Therapy for Trauma

Past traumas and painful life experiences often underlie anxiety, depression, and other difficulties that bring otherwise high-performing people into therapy.

My gentle and integrative approach to working with trauma, folding in somatic therapies, such as Brainspotting, EMDR and IFS, as appropriate - can regulate the nervous system and help you regain a feeling of safety and groundedness again in your daily life. 
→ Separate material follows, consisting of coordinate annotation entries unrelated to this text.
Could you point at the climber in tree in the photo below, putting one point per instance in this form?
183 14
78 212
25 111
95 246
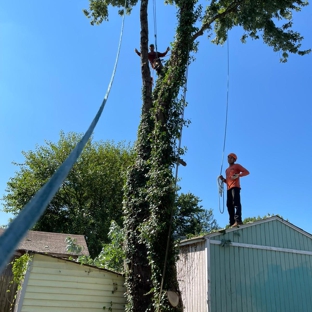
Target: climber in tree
153 57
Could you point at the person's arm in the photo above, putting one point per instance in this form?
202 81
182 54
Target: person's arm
163 54
137 52
243 171
222 179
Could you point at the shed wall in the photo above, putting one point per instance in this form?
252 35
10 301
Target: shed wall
56 285
274 233
252 280
193 284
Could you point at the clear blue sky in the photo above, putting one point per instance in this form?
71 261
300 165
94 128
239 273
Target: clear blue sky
55 69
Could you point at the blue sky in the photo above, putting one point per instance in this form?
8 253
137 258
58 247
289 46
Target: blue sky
55 69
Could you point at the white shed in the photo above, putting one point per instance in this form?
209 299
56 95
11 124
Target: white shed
52 284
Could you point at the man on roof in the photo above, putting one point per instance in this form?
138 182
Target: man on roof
233 203
153 57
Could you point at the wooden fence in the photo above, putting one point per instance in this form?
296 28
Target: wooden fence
7 298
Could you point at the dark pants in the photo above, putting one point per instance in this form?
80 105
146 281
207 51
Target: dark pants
234 206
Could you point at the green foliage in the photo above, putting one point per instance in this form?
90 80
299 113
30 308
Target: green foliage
150 189
112 255
89 198
72 246
19 268
98 9
191 218
270 19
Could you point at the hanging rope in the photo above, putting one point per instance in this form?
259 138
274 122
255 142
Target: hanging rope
155 25
33 210
219 182
176 180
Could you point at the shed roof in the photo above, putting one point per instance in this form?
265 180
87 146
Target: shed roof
50 243
266 227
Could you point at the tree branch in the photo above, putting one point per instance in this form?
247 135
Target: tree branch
231 8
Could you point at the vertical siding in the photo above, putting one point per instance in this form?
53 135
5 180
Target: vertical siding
191 269
273 233
251 280
56 285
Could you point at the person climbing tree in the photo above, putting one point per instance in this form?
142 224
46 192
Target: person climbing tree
154 57
233 203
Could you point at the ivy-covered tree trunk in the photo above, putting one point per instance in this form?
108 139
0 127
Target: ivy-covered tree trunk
150 190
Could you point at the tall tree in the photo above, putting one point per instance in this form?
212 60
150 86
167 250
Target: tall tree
89 198
150 189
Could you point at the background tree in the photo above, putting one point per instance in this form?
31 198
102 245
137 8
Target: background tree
90 197
150 188
191 218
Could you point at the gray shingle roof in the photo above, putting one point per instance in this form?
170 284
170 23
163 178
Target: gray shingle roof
50 243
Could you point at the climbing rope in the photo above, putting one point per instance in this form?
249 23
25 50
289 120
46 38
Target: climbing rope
176 180
155 25
219 182
33 210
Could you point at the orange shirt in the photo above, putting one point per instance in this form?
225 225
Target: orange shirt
230 171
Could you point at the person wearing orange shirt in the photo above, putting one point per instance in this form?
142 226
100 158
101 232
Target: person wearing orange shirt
233 203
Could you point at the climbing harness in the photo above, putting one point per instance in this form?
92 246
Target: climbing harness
32 211
219 181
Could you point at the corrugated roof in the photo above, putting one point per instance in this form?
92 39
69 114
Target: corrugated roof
50 243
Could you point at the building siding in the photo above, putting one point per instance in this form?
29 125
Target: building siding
251 280
192 278
58 285
274 233
265 266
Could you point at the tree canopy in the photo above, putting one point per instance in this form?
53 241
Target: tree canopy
271 20
89 198
150 187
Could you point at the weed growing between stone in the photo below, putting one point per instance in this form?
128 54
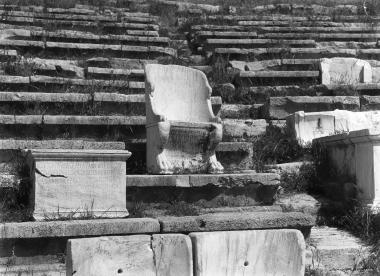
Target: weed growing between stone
303 180
276 146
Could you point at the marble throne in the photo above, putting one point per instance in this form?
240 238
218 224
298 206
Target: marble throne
182 130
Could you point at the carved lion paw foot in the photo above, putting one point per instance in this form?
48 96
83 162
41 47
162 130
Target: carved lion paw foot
164 164
214 165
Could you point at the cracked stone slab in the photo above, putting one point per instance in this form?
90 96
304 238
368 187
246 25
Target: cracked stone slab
157 255
77 183
78 228
257 252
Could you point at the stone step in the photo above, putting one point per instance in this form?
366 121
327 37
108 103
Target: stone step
53 265
254 43
78 36
276 64
34 103
334 249
57 84
239 130
257 78
79 24
128 32
200 180
237 221
324 36
109 73
234 156
124 50
81 17
281 107
311 29
201 35
298 53
241 111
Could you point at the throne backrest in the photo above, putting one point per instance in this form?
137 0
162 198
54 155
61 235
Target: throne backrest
345 71
179 93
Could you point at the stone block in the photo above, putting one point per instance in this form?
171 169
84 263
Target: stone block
281 107
119 255
173 255
158 255
308 126
78 182
345 71
356 155
236 221
78 228
259 252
Trauma is not what happens to us, but what we hold inside in the absence of an empathetic witness.
— Peter A. Levine

  • Trauma is a part of the human experience. A trauma can be defined as any experience, situation or series of events that are emotionally painful, distressing, and overwhelm an individual’s ability to effectively cope. Traumas are both physical and emotional, and may have a lasting negative impact on our lives. Any breach in our physical or emotional safety has the potential to profoundly impact us, and we all seek the tools to heal and cope with the challenges we face. While each traumatic experience is unique to the individual, we now know that we share a universal language for storing trauma in the physical body. The mind-body connection of somatic therapies can hold the key to regulating a feeling of safety and groundedness in our daily life.
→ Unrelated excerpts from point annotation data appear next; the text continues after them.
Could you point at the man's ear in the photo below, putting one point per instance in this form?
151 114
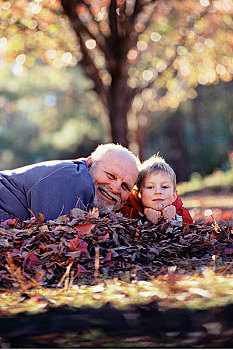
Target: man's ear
89 162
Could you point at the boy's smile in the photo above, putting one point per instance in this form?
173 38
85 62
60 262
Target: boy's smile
157 191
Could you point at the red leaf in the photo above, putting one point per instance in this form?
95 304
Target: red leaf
9 223
82 270
108 257
84 229
73 244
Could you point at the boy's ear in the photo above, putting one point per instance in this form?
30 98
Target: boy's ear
89 162
175 194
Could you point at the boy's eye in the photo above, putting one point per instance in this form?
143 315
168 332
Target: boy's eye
125 187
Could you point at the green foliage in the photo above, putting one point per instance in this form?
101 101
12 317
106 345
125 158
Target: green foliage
45 115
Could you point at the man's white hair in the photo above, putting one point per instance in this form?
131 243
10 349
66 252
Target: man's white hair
101 150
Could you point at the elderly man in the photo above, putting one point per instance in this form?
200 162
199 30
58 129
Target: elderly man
53 188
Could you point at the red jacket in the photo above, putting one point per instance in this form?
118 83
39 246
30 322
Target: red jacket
133 208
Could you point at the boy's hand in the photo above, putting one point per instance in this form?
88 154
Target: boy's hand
169 212
152 215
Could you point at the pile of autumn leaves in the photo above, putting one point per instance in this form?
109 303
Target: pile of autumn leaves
83 246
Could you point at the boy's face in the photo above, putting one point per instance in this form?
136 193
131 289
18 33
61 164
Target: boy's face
157 191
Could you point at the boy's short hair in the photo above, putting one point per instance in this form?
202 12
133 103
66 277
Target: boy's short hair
154 164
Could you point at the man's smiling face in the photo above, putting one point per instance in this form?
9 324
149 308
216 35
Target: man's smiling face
114 176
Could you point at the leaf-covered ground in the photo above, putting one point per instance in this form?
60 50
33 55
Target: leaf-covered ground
82 281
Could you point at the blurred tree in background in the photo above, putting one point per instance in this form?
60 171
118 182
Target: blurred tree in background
143 58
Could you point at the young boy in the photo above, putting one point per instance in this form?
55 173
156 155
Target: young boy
155 197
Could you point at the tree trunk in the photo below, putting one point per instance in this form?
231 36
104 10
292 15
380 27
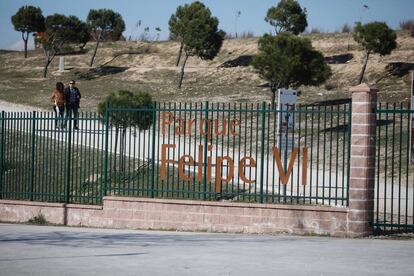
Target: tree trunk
361 75
182 71
273 97
94 53
179 54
    Contemporary brain research tells us that talking out our problems can only take us so far in any change process. Certain overwhelming experiences in our personal history imprint themselves beyond where language and the conscious mind can reach. Research has shown that the memory of a negative experience can be stored in the midbrain, where your mind can avoid consciously confronting it. The problem is that, without reprocessing, such memories can diminish your ability to feel and function at your best. Brain-body based therapy is the fastest-growing field of trauma treatment because of its proven ability to rapidly address issues that traditional talk therapy takes longer to resolve.

    • An adult or parent abused or criticized you

    • Your giftedness, creativity or identity was not attuned to / was rejected by your family

    • You felt ignored or unloved by your family

    • An adult physically abused you

    • You were molested or inappropriately touched

    • You did not feel protected emotionally or physically or have your basic needs met

    • Your parents separated or divorced

    • You witnessed domestic violence

    • You lived with someone who was depressed or mentally ill

    • You experienced bullying

    • You lived in an unpredictable, or alcoholic home

    • Pregnancy and birth trauma

    • Divorce / betrayal

    • Sports accidents and performance defeats / humiliations

    • Grief, loss, and unresolved situations

    • An attack, rape, or disaster

    • Car accidents

    • Medical procedures

  • Healing happens when we allow the wisdom of the brain and body to bring itself back into alignment. At Jenny Williams Therapy, we work through the lens of neuroscience and the body, utilizing holistic and somatic therapeutic techniques to help you heal from trauma and adversity in the safest and most sensitive way possible.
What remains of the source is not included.